At times, the film feels as if it is overwhelmed by the idea of isolation and that all the other aspects of the film are directed toward supporting this idea of loneliness. The plot of the film provides some good complications for Edward, but most of these stem from him not fitting in with the normalcy of the other characters' society. The other characters try to integrate Edward by teaching him proper social etiquette, which allows the film to introduce a wide spectrum of emotions.

The way Edward is misunderstood by the society and escapes into isolation carries the story. Humor integrates itself throughout the film and makes the odd situation of a man with scissors for hands enjoyable and hilarious. On top of the humor, the film introduces sadness, inspiration and different interpretations of love.

The overwhelming need to portray a lost man who, no matter what, cannot fit in with the rest of the world, drags out the film in some places and causes it to be plain. The film is paced well for the message it tells and keeps interest because of this, but there could have been more to entertain the audience. Kim, played by Winona Ryder, is introduced as the love interest but the love was not built up convincingly from her side of the story, which comes across as a missed opportunity.

Edward is shown as a good character throughout the film, partly because of the costume and makeup design, but mostly because of Depp’s performance. Depp uses his talent to depict an awkward personality and does this by rendering Edward’s social skills. Depp does a really good job at conveying this uncomfortable character and still making him likeable to the audience. Edward Scissorhands has a mixture of kindness, innocence and pure love for the characters around him which is unexpected based on his outward appearance.

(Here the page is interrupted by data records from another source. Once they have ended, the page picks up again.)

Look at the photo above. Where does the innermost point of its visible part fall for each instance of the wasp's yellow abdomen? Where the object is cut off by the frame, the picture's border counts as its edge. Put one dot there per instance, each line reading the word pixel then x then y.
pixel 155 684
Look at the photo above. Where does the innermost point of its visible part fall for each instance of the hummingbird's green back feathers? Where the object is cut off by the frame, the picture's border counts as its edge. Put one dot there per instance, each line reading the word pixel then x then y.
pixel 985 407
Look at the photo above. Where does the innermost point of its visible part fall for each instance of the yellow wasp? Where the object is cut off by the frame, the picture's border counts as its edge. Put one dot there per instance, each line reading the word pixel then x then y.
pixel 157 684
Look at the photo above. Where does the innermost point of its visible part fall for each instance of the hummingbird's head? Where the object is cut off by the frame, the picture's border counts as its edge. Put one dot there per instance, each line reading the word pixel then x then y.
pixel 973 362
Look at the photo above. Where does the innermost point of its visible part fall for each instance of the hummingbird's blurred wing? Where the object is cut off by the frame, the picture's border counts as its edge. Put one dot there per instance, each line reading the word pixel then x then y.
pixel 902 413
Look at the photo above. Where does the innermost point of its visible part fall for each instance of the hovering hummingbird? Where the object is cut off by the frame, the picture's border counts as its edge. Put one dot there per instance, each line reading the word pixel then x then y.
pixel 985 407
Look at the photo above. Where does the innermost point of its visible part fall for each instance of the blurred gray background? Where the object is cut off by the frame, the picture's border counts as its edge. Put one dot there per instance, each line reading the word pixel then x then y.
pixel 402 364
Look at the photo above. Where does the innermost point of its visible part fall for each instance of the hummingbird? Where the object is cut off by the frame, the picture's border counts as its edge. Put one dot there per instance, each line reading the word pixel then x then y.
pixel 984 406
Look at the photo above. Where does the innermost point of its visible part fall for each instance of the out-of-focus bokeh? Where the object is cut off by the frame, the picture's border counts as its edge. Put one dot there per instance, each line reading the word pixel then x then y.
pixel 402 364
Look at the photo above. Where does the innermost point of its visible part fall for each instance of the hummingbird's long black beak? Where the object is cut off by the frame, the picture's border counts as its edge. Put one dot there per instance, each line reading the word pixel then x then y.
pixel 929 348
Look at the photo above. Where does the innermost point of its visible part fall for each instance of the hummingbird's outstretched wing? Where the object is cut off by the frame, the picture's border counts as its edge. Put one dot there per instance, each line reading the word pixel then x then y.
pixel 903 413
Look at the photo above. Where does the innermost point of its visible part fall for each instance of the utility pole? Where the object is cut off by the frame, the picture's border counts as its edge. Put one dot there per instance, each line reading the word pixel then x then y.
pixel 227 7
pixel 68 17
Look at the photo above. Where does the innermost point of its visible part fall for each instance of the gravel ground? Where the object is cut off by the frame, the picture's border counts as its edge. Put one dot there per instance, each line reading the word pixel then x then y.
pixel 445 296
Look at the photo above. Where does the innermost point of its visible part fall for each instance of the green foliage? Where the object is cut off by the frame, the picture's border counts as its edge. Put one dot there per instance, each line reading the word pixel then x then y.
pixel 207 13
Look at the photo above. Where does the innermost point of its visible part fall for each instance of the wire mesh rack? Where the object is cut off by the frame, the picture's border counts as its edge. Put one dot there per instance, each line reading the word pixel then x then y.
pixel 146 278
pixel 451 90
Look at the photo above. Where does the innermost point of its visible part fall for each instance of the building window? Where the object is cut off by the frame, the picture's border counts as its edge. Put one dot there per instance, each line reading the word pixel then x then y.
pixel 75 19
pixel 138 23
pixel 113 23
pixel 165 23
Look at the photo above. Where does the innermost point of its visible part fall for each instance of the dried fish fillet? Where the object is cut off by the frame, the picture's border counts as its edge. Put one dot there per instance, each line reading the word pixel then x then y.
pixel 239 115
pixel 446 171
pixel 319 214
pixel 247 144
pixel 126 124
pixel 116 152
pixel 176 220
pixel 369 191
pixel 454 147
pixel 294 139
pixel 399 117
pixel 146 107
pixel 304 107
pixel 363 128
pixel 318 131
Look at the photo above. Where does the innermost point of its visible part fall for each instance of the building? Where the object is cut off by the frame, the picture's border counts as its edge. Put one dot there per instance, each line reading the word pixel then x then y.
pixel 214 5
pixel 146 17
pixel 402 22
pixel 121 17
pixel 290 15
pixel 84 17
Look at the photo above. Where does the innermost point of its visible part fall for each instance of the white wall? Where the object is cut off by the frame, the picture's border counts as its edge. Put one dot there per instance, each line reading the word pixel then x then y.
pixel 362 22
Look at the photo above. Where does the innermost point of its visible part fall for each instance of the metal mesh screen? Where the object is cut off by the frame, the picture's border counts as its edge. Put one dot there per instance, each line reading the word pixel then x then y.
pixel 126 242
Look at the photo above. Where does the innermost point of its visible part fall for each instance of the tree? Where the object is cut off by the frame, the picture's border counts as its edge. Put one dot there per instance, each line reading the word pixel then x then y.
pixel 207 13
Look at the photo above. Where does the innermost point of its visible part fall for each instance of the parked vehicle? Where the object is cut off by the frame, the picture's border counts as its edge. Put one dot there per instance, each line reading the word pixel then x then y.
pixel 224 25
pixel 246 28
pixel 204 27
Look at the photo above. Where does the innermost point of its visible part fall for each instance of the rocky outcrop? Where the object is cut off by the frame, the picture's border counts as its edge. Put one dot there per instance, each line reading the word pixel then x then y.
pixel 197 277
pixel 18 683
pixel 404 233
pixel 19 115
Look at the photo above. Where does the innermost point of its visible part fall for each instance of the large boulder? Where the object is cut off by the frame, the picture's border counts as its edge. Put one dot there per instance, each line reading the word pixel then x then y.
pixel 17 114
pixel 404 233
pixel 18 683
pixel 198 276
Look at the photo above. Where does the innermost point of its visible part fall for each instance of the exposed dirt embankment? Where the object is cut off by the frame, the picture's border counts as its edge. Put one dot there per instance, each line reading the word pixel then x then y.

Besides Depp’s acting performance, one other cast member worth noting is Dianne Wiest and how her character, Peg, and acting performance carry the story. Since Depp’s character requires less dialogue due to his stiff nature, Peg uses it to prompt most of the situations that build the story. Peg’s motherly love shines in every scene she is in and provides as a surrogate mother for Edward.

Burton has an amazing ability to create an interesting dynamic between not just the use of bland and vibrant colors but the characters themselves, which combine to create multiple, different, obvious and underlying meanings of the film. This fan-favorite shines by allowing the audience to experience a bizarre story that is told through down-to-earth emotions.